There’s a line that goes, there’s no Pancit Canton in Canton, nor Lumpiang Shanghai in Shanghai. Regardless of the misnomer, the lack of authentic Shanghai origins should never stop anyone from enjoying a good Lumpiang Shanghai.
Lumpiang Shanghai, more commonly known as Spring Rolls, are deep-fried “dumpling logs.” Made of ground pork, shrimp, and veggies, the resulting mixture is put on Lumpia wrapper. It’s then rolled and fried until crisp and golden brown. Commonly served with sweet and sour sauce for dipping, Lumpiang Shanghai is popular as finger food, or with rice. A mix of savory flavors and crisp textures, it’s one dish that’s always welcome, whether it be a fancy party, a fiesta, or an everyday meal. This is one Binalot (wrapped) dish that’s sure to please.
Recipes for Lumpiang Shanghai vary, depending from household to household. The one I’m sharing here is our family’s version. Sometimes, I tweak this recipe as well by adding chopped shiitake mushrooms, but for this particular entry, I’m doing the purist version.
Lumpiang Shanghai v. 1 August 2007
- 250 g ground pork
- 100 g shrimp, peeled and chopped
- 1 onion, chopped
- 1/3 c shredded carrots
- 1/3 c shredded jicamas
- 1 egg
- 2 Tbsp soy sauce
- Lumpia / Spring Roll wrapper
- Mix together pork, shrimp, onion, carrots, jicamas, egg and soy sauce.
- On one lumpia wrapper, drop a small amount of the mix. Using a spoon, form the filling into one long cylinder.

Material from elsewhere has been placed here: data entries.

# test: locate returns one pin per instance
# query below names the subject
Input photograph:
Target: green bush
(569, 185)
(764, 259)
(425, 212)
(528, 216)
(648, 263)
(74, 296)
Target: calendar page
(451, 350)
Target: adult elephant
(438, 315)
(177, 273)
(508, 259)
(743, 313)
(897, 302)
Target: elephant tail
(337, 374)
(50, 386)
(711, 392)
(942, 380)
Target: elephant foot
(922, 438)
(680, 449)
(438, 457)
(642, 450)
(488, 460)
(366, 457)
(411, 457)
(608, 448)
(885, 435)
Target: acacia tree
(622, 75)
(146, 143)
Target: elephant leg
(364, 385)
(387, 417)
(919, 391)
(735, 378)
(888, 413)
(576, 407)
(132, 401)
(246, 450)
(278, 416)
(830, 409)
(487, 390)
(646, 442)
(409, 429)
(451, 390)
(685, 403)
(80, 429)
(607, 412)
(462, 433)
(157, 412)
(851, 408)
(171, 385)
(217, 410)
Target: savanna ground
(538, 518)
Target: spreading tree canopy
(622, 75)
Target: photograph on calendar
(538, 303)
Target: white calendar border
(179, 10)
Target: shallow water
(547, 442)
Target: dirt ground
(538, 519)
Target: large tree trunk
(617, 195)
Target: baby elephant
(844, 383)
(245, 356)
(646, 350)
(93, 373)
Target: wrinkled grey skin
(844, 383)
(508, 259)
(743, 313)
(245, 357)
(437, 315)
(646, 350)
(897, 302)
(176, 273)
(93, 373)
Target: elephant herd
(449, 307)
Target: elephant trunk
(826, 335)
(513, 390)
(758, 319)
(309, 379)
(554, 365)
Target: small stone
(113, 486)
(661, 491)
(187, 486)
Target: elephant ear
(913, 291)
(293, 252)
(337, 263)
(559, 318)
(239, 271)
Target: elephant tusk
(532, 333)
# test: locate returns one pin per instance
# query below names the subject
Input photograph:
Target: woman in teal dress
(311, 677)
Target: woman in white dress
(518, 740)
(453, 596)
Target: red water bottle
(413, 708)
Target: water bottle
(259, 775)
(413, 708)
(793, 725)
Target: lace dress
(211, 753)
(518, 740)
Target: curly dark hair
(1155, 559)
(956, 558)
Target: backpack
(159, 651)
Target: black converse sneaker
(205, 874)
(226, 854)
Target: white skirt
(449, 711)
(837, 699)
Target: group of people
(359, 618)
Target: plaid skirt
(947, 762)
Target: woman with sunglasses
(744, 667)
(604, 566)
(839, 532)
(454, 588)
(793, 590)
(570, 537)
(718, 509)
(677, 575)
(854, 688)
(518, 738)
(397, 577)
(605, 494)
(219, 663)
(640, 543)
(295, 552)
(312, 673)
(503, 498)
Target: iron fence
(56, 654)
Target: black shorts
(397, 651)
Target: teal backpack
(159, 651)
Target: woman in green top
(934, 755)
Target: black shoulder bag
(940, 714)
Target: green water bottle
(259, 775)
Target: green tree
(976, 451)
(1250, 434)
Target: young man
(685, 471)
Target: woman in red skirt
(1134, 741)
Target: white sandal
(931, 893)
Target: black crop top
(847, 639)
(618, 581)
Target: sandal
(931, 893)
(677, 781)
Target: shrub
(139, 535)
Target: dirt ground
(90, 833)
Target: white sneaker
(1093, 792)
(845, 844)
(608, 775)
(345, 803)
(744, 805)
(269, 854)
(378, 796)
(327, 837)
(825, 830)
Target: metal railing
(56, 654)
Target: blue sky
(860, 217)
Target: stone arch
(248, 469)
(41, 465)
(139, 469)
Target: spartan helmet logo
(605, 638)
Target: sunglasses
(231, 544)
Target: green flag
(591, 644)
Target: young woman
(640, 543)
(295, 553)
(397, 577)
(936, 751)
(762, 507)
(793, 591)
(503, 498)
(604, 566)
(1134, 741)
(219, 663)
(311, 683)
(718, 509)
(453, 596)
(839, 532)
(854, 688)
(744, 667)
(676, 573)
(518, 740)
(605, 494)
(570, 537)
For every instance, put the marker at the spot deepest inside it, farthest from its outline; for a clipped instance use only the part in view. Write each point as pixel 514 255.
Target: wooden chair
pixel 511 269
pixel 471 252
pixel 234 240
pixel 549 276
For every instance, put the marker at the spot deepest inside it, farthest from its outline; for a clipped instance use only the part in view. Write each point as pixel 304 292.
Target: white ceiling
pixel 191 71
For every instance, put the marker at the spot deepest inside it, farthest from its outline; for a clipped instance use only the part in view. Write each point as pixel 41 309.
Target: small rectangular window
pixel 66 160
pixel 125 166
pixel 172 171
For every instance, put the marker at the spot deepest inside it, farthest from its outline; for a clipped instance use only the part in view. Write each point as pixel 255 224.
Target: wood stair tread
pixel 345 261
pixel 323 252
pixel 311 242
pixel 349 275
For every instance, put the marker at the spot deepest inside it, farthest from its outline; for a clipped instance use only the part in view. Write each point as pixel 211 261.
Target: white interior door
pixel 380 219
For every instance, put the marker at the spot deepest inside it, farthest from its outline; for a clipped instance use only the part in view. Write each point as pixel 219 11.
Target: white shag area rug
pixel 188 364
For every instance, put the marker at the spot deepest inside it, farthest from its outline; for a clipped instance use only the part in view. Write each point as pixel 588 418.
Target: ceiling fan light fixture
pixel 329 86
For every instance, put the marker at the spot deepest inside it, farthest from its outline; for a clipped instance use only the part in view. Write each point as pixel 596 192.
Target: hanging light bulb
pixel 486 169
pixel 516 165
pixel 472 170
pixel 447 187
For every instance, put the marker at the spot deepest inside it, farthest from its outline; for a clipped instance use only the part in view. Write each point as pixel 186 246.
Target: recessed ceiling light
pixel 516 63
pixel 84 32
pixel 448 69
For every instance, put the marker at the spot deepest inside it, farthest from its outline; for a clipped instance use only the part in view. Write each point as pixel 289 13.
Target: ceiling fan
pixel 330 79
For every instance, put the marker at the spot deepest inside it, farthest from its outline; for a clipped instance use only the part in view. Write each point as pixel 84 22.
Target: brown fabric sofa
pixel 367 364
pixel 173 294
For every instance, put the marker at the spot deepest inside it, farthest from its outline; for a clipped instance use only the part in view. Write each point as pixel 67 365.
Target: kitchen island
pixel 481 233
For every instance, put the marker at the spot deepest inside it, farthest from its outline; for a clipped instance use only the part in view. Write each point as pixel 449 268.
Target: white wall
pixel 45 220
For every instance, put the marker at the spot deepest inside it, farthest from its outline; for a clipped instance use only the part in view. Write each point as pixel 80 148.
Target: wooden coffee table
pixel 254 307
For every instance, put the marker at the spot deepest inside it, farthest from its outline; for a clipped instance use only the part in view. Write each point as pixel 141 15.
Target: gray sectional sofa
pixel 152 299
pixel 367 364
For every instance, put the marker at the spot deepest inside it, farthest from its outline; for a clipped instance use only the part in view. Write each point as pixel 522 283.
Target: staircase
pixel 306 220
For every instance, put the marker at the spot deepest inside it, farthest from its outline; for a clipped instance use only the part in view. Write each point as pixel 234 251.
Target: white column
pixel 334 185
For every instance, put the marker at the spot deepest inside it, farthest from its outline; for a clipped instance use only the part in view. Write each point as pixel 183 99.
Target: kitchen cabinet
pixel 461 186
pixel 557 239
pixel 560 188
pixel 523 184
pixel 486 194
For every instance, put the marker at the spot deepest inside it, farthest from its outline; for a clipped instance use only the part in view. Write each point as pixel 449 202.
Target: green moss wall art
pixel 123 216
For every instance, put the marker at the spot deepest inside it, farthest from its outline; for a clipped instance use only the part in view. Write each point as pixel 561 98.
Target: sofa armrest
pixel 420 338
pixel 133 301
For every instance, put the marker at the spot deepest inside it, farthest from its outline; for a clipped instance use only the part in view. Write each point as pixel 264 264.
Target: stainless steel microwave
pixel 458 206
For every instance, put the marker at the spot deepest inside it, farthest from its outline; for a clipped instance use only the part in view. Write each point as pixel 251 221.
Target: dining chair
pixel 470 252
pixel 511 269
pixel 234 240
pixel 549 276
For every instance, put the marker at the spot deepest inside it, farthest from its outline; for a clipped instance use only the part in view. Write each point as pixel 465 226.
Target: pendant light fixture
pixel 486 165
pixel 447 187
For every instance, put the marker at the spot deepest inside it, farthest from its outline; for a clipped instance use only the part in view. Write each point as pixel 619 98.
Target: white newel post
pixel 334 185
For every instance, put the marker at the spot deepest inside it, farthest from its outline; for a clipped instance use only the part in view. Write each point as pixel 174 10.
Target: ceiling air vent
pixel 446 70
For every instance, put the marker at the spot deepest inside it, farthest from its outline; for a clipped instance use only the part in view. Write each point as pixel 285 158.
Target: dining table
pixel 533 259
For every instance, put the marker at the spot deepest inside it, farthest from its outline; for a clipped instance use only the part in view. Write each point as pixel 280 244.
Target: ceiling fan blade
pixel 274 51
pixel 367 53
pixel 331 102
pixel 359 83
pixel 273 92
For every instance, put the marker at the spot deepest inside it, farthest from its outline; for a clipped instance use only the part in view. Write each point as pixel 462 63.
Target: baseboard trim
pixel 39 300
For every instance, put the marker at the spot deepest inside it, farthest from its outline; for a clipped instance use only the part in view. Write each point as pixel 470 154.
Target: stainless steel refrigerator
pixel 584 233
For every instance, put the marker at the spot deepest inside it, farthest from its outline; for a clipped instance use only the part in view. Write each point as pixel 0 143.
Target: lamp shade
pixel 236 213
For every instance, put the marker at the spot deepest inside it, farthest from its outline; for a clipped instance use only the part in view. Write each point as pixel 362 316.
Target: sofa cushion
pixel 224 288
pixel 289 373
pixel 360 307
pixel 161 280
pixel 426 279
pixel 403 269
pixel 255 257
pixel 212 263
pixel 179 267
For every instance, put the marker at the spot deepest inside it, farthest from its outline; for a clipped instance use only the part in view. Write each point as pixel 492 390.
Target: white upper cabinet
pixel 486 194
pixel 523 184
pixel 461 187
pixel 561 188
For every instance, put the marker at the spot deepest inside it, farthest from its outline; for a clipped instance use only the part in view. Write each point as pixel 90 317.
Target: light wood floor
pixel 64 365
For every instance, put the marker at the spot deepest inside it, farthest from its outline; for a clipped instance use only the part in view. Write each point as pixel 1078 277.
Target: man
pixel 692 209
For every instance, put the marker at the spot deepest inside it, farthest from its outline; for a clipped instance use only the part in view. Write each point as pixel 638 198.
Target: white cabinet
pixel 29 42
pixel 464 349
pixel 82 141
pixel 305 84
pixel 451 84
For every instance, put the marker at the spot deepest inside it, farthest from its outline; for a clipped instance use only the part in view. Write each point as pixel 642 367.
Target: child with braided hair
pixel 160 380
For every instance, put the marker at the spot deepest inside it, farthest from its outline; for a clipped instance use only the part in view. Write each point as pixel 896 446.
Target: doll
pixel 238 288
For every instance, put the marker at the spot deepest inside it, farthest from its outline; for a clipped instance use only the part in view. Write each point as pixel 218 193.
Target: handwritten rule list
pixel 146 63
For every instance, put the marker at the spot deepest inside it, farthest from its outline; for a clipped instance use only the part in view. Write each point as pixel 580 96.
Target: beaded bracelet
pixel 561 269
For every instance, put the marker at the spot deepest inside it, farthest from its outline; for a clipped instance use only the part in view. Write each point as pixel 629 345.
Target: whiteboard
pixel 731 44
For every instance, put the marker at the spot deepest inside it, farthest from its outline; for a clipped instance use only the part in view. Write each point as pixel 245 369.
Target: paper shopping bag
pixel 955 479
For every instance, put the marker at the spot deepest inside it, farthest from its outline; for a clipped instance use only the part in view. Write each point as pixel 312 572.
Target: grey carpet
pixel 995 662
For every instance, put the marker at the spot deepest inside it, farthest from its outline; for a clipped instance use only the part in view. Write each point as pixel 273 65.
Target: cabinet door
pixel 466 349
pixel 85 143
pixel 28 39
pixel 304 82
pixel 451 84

- Roll the wrapper tightly, completely encasing the meat.
- Fry over medium heat until golden brown.
Lumpiang Shanghai freezes well! After wrapping, lay the cylinders inside a freezer safe container, placing a sheet of wax paper or cling wrap in between layers. When cooking, fry slowly under low to medium heat to ensure that the insides are cooked. No need to defrost.